The curve C has equation $x = 8y \tan 2y$ - Edexcel - A-Level Maths Pure - Question 4 - 2014 - Paper 5

To find the equation of the tangent at point P, we first need to find (\frac{dx}{dy}) at (y = \frac{\pi}{8}).

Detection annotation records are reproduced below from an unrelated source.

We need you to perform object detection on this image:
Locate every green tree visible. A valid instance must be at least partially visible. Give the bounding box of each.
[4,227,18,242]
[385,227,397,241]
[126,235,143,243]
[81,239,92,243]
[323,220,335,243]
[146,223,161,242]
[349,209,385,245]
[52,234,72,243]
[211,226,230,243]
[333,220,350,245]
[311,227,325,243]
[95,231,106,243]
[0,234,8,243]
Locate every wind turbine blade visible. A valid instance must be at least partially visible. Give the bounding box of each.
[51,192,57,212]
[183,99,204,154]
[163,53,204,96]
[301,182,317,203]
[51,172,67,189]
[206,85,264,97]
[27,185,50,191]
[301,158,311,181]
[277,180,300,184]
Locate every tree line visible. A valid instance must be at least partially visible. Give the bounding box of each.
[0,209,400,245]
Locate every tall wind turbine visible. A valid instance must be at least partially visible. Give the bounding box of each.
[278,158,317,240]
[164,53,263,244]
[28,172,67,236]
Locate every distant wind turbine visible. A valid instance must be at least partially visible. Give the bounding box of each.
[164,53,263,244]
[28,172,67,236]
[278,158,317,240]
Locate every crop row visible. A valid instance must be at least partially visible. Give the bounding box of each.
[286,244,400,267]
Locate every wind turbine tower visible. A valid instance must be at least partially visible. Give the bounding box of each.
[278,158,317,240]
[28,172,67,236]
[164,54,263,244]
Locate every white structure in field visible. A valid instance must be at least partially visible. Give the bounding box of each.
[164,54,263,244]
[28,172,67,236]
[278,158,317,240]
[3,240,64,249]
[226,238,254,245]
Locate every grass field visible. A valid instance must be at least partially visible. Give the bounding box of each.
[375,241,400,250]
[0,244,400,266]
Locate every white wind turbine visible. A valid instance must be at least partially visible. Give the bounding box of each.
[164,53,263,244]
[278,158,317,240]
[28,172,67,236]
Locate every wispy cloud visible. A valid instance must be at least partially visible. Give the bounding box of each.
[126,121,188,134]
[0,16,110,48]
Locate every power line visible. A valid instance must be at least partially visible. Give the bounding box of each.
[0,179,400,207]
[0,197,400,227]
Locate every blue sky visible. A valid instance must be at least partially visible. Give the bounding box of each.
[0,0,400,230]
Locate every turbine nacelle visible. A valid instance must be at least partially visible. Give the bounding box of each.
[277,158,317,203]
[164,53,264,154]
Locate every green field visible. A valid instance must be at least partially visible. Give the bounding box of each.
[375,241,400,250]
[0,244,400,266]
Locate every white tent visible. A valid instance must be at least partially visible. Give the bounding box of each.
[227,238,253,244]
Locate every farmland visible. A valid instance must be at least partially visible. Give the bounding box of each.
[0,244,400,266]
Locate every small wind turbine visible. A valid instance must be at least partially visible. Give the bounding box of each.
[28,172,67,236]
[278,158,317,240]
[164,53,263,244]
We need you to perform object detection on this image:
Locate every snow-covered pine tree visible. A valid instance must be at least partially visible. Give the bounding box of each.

Differentiating the curve's equation:

$\frac{dx}{dy} = 8 \tan(2y) + 16y \sec^2(2y)$

Next, we evaluate this at (y = \frac{\pi}{8}):

$\frac{dx}{dy} \bigg|_{y = \frac{\pi}{8}} = 8\tan\left(\frac{\pi}{4}\right) + 16\left(\frac{\pi}{8}\right)\sec^2\left(\frac{\pi}{4}\right)$

Simplifying gives:

$\frac{dx}{dy} \bigg|_{y = \frac{\pi}{8}} = 8 + 16\left(\frac{\pi}{8}\right)\cdot 2 = 8 + 4\pi$

The slope of the tangent line is thus (m = 8 + 4\pi).

Using the point-slope form of the line:

$y - \frac{\pi}{8} = (8 + 4\pi)(x - \frac{\pi}{8})$

Rearranging into the form (ay = x + b):

1. Isolate y:
   $y = (8 + 4\pi)x - (8 + 4\pi)\frac{\pi}{8} + \frac{\pi}{8}$
2. Simplifying gives:
   $a = \frac{1}{8 + 4\pi}$
   and
   $b = \frac{\pi - \frac{(8 + 4\pi)\pi}{8}}{(8 + 4\pi)}$

Thus, the equation of the tangent line at P in the desired form is given, with a and b determinable in terms of (\pi).